Not much help, but we went to Atlanta then flew to NO.

It's my favourite place in the world. So much to do and the food was amazing, but v.fattening. 

And, that time of year will be amazing.

Good luck.


----------



## lyra_k (Aug 23, 2005)

My parents are uber-frequent-flyers (dad's an athletics nut and they fly to meetings around the world once a month or so), and my dad swears by the BA website.  He's tried every online flight discounter on the internet, and he says that BA is usually the cheapest via their own website, and that the best way to do it is to use the thingy that gives you the prices for 7 days either side of your intended travel date, as you can sometimes save a lot just by travelling on a Tuesday rather than a Thursday, or whatever.

If nothing else it would give you a benchmark price to compare others against.

ps - I have got amazing deals for UK/USA flights through priceline.com, but you have to be very flexible about your travel times and airports, and they sometimes send you on tortuous routes (they sent me from Washington DC to London, via Montreal).


----------



## t0bytoo (Aug 23, 2005)

cheapflights.co.uk?


----------



## stroober (Aug 24, 2005)

we found a good deal on some website.

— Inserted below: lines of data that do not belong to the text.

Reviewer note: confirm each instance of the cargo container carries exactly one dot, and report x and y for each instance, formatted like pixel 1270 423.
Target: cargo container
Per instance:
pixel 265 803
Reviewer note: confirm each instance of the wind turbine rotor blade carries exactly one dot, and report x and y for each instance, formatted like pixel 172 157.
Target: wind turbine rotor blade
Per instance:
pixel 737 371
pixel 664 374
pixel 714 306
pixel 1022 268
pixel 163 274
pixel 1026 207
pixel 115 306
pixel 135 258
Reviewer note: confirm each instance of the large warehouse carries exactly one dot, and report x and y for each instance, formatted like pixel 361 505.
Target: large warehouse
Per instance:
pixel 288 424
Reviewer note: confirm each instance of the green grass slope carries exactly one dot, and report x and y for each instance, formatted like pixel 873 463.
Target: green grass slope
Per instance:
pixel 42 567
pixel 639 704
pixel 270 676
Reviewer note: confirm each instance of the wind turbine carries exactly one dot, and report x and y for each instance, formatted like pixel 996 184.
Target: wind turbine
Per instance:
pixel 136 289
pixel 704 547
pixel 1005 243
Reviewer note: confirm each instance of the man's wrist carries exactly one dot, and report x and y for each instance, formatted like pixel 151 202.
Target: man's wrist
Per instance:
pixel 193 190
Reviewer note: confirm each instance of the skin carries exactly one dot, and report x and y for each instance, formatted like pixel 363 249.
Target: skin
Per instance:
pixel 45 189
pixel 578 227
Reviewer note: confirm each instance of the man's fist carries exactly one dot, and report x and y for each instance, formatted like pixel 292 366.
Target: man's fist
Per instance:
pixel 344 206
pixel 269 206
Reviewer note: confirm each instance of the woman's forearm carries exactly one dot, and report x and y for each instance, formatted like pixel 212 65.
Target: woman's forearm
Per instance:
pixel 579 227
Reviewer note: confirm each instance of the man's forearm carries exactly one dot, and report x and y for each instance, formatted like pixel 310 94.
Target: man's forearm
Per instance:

Have feeling they were about £250 and were with Continental airlines The internal flights were with Air Tran and were about £40 I think


----------



## madamv (Aug 24, 2005)

Everytime I get asked where I would like to go in the world I always answer with New Orleans..........  Its got so much going for it.  

I do hope you can make it Dub and Pie Eye.  Start saving.... gulp.


----------



## stroober (Aug 24, 2005)

this website will tell you the cheapest flights to places  www.skyscanner.com  it scans the low cost airlines as well.


----------



## Ms T (Aug 27, 2005)

New Orleans is a fabulous place.   We went in March via Miami.  The flight to Miami was about £250 with Virgin and then around a hundred quid for the two hour flights to N.O.  

AFAIK you can't fly direct from London.


----------



## pseudonarcissus (Aug 29, 2005)

remember to take your wellies


----------



## beesonthewhatnow (Sep 6, 2005)

Dubversion said:
			
		

> turns out one of my oldest friends is getting married in Noo Awleans in December


Somehow I doubt that now


----------



## Jessica (Nov 16, 2005)

New Orleans' party scene is back...It has been back since a month after the Hurricane.  I love New Orleans.  I live a few hours away from there and go as often as I can.


----------